Livio Ciaralli wrote:Did you know that MOST public service workers don't qualify for their full pension till they hit 30 years?
And is this unreasonable ?
Considering at the time this was set, most people were working at age 20. So by age 50, you retire with a full pension. I think thats pretty reasonable.You know many private sector employees who can retire with a ...say...30 Thousand dollar yearly pay package ?
Unreasonable? Sure...since most people don't get these "real jobs" at age 20.
Most 20 year-olds are still working high turnover positions, walmart, mcdonalds, etc. Trying to figure out what to "do with their life".
The few, rare ones that get into a public sector job that young (outside of recruited positions like police, military) would probably have a friend or family member who help them "in".
so let's assume that they average starting age for people in a public sector job is 25.
30 years puts them at 55 for retirement.
In today's society, a majority of people are working to age 70...so that gives someone age 55 another 15 years worth of service, tax paying, experience to offer somewhere.
Is it a problem for them to go find that job in a private sector position?

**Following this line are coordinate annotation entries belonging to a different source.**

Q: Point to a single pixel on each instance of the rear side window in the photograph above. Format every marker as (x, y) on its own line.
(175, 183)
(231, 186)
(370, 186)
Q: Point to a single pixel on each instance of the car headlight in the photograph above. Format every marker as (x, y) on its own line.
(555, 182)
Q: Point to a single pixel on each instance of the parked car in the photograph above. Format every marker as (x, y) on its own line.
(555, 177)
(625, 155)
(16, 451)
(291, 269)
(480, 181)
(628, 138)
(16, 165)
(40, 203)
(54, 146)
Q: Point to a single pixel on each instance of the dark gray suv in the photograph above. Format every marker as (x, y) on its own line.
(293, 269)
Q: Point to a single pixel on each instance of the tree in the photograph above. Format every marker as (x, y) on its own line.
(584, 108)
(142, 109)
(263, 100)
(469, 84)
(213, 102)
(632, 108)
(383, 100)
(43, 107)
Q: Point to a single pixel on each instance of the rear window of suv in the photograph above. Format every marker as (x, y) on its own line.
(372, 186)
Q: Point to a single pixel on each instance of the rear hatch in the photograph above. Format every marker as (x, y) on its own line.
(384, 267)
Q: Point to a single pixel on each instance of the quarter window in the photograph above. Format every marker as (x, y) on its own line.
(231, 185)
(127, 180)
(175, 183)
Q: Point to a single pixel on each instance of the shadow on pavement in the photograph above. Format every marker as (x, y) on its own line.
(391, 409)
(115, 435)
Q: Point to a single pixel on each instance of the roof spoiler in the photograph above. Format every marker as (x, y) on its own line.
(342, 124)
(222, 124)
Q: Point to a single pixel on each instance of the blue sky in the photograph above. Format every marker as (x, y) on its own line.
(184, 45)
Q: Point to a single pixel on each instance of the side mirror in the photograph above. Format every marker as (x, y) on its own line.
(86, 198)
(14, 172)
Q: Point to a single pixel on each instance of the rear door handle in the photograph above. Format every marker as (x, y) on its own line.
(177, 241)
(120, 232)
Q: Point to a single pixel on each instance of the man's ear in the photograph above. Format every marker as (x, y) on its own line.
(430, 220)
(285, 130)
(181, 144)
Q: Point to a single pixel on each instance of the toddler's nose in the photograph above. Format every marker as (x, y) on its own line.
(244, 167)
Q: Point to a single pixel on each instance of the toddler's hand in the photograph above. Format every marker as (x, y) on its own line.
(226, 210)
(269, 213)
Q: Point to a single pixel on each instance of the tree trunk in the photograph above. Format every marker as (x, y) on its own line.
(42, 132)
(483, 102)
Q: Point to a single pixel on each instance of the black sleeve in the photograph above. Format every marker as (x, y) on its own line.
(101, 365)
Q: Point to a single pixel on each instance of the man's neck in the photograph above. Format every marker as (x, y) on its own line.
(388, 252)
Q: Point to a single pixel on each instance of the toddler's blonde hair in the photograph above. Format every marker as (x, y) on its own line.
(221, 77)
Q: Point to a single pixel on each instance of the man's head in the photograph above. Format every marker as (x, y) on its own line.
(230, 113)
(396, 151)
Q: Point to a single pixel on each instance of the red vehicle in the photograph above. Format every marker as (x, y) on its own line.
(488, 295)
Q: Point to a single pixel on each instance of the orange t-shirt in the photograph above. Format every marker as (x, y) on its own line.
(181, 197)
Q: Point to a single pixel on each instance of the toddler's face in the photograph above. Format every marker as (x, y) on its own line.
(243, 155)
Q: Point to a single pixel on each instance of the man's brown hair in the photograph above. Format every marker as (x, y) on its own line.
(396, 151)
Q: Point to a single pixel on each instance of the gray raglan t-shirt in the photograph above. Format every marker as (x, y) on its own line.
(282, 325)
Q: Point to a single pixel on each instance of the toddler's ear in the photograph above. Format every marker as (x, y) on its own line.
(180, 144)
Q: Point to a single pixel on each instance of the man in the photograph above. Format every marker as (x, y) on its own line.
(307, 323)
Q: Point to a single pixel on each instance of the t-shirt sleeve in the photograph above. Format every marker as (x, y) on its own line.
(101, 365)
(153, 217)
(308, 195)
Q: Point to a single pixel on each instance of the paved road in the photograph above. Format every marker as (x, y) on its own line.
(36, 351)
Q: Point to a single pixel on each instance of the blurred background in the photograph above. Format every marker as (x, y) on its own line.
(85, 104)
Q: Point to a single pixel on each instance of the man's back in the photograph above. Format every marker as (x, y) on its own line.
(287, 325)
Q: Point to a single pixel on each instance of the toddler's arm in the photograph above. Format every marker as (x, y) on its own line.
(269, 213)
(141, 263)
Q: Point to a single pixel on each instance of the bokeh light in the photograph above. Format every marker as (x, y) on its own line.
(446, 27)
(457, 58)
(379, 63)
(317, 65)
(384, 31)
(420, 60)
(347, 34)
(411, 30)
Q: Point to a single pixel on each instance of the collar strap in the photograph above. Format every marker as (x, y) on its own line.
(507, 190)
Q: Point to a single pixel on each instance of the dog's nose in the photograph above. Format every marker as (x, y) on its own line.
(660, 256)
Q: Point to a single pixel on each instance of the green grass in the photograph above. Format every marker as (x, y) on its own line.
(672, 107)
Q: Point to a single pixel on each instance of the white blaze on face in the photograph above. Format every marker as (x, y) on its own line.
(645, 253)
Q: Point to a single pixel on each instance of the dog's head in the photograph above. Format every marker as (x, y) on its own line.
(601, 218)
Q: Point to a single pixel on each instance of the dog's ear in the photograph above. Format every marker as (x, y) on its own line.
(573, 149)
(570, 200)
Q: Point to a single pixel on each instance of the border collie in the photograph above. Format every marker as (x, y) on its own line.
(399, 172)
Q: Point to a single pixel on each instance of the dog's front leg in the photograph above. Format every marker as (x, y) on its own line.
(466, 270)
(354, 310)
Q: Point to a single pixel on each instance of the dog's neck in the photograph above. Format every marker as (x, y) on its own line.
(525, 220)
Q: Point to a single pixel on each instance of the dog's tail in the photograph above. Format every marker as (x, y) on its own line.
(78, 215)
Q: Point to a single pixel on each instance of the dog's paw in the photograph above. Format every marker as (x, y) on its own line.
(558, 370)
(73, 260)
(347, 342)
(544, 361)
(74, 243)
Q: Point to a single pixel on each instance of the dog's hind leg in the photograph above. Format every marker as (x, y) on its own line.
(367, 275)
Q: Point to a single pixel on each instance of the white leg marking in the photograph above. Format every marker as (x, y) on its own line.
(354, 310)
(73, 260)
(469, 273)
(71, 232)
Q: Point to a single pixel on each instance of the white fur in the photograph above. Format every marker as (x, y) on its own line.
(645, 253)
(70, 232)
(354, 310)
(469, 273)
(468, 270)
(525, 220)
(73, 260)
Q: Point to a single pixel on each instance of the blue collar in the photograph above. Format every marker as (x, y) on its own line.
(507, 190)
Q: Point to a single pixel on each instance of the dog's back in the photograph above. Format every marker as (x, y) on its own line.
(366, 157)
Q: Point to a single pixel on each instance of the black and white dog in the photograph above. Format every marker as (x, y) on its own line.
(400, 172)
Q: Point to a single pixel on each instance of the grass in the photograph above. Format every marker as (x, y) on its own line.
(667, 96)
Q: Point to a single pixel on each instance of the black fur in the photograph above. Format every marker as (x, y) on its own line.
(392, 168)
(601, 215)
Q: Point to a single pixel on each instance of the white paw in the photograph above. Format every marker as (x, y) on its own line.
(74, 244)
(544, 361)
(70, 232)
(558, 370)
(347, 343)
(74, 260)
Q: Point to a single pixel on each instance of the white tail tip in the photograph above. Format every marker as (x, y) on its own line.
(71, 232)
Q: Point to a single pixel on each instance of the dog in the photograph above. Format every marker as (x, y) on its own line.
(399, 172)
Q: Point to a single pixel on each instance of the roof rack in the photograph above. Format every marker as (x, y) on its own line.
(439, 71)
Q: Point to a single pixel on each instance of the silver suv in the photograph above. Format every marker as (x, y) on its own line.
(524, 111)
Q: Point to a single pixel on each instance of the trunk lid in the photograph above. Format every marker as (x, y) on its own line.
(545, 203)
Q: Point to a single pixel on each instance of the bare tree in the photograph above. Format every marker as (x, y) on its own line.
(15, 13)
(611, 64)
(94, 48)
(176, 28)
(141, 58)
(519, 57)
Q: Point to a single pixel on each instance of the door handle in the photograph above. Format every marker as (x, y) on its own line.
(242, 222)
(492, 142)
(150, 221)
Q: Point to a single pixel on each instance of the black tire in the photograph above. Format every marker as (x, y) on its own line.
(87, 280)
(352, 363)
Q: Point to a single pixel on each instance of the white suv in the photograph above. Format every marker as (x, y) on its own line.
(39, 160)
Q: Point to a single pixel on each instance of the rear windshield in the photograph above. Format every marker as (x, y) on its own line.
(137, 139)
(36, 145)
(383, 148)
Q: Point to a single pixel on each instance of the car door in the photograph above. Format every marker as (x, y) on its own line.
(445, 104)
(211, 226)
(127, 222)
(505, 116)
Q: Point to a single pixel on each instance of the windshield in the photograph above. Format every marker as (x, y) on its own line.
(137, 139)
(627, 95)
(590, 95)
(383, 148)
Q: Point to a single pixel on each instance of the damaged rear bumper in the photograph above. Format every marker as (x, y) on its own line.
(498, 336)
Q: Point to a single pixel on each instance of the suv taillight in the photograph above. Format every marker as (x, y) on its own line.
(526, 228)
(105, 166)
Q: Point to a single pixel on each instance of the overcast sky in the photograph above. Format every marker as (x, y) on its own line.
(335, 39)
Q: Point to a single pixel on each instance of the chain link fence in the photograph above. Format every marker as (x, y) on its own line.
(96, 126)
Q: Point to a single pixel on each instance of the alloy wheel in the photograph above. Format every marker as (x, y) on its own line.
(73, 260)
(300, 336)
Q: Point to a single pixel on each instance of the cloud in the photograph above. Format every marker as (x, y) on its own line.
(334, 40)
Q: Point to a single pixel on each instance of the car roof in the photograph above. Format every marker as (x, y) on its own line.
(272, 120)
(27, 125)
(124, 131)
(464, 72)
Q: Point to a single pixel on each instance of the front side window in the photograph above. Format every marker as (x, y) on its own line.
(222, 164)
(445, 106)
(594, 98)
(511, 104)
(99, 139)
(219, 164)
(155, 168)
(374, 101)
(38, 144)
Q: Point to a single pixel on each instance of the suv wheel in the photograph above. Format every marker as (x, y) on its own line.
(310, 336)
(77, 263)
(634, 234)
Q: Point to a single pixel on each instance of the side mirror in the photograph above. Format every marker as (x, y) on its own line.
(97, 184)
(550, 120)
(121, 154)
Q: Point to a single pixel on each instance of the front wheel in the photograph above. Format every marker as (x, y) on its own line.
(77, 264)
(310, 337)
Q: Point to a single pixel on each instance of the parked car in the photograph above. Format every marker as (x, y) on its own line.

Or move to a new public-sector position?
I would say "no". That company/sector is benefiting from the years of experience and training ALREADY done.
And ANY company management will tell you that the most expensive part of their business is training new personnel.
It's the reason RCMP, police services, military, etc. REQUIRE a minimum term of service after training completion. It's the reason companies which offer tuition reimbursement or free tuition REQUIRE terms of service or a full payback of tuition payments.
Even training a new administrative assistant takes a few MONTHS of OTJ before they are typically competent enough to run things smoothly.
So if someone puts in their 30 years, and decides they want to go for a "2nd career"...then by all means...no problem. Even if that career is in the same field...because the savings to wherever they go is worth the other costs involved.
Now...despite all that...there will ALWAYS be those who will abuse the system. And even if you change the system to try and catch them...all you will really do is hurt many of those who are trying to do things right, and get by reasonably well to provide for their families. And those who want to abuse the system will find another way to do it...and most likely to abuse it even worse to make up for what they perceive as a "loss" to them.